Q: Jimmie, in your earlier days, you brought your interest in Eastern religion to West Texas. I'm sure you've been told before that your voice has an angelic quality. I'm thinking that somebody has to lead a life of darkness to sing with such light. Is that true for you?


JIMMIE: Well, I think it's kind of what it turned out to be. Going back to that thing I said earlier, in lots of ways, I didn't have a real realization of that until much later on.


Q: The first person thanked in the liner notes to the Flatlanders CD "Now Again" is the late Texas songwriting legend, Townes Van Zandt. Joe, since Townes has been gone more than five years, why was he the first person thanked?
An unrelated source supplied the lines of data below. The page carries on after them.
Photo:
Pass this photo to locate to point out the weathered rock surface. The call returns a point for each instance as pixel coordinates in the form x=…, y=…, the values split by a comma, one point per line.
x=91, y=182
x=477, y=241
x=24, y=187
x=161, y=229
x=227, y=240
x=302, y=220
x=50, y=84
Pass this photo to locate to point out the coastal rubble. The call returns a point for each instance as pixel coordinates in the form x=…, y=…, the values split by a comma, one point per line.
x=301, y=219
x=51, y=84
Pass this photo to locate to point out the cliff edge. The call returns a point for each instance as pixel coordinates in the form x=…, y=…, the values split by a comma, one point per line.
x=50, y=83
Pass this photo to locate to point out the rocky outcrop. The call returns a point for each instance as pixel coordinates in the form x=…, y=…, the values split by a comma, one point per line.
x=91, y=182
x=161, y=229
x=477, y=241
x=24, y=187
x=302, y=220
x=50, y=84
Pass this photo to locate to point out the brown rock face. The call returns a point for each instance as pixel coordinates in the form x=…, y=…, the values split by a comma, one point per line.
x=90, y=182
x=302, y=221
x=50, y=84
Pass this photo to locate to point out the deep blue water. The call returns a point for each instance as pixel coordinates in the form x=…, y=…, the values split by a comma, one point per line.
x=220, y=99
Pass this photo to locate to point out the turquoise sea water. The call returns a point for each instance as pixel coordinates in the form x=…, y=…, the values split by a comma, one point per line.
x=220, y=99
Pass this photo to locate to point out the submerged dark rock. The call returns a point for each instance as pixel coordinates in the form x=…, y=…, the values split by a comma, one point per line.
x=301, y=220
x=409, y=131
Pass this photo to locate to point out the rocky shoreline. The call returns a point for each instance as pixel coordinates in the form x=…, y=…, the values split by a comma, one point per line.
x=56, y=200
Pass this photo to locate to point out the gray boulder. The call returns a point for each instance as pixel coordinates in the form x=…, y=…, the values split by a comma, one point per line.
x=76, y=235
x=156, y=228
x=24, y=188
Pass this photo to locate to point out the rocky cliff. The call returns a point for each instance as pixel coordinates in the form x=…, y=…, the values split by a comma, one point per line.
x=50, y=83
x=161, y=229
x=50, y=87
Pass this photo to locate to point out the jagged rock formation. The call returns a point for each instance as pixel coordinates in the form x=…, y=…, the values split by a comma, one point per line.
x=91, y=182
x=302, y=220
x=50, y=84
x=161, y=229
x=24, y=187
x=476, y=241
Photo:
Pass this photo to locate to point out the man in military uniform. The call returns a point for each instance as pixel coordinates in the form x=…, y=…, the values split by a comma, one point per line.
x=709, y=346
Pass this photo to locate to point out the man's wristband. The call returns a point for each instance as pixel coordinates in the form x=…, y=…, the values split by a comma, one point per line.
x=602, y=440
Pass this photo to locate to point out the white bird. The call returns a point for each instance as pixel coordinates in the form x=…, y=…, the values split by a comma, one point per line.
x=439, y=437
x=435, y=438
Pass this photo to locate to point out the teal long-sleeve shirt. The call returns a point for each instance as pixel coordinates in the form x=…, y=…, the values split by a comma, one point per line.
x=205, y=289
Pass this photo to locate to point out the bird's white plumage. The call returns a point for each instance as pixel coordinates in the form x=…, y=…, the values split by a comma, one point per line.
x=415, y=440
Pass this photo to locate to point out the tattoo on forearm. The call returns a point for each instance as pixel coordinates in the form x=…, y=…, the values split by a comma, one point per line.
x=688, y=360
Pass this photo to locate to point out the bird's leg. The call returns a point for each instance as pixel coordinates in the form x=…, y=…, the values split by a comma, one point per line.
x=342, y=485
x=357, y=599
JOE: When we were first getting together, I was out driving around Lubbock and I pick up this hitchhiker out way on the edge of town. And he's got a guitar in his hand, backpack on. And I carry him all the way though town. He was in a terrible spot. He would have never gotten a ride there. And meanwhile, he tells me that he's just coming from San Francisco making an album there. And when he gets out, he -- we talk briefly. And he gives me an album and it's Townes Van Zandt. That record became just kind of a centerpiece while we were getting together as the Flatlanders. And we always kind of think of Townes as kind of being the Flatlanders' patron saint. And so he's kind of showed us that you can actually make records. Here was a guy in the flesh that made these beautiful songs. And it inspired us.


And then, of course, years later, we all got to know Townes.


Q: Joe, your past has included train-hopping, joining the circus, pool-sharking a little bit. To me, you're a guy that knows about living in the moment. The song that is this album's centerpiece and sort of its title track is Now it's "Now Again". It first appeared on a tribute album to a Buddhist monastery. Was that tribute disc what brought about the song or how did it come about?


JOE: No, the tribute disc didn't bring about the song. The song was actually, I think Jimmie had a little melody and that line from something that he had started before. And we were all sitting around the table in my kitchen and Jimmie sings this amazing melody that opens it up, with that line. And it just made us feel like -- it was almost like a déjà vu. Well here we are again, you know. This is kind of something that was almost like it had to be.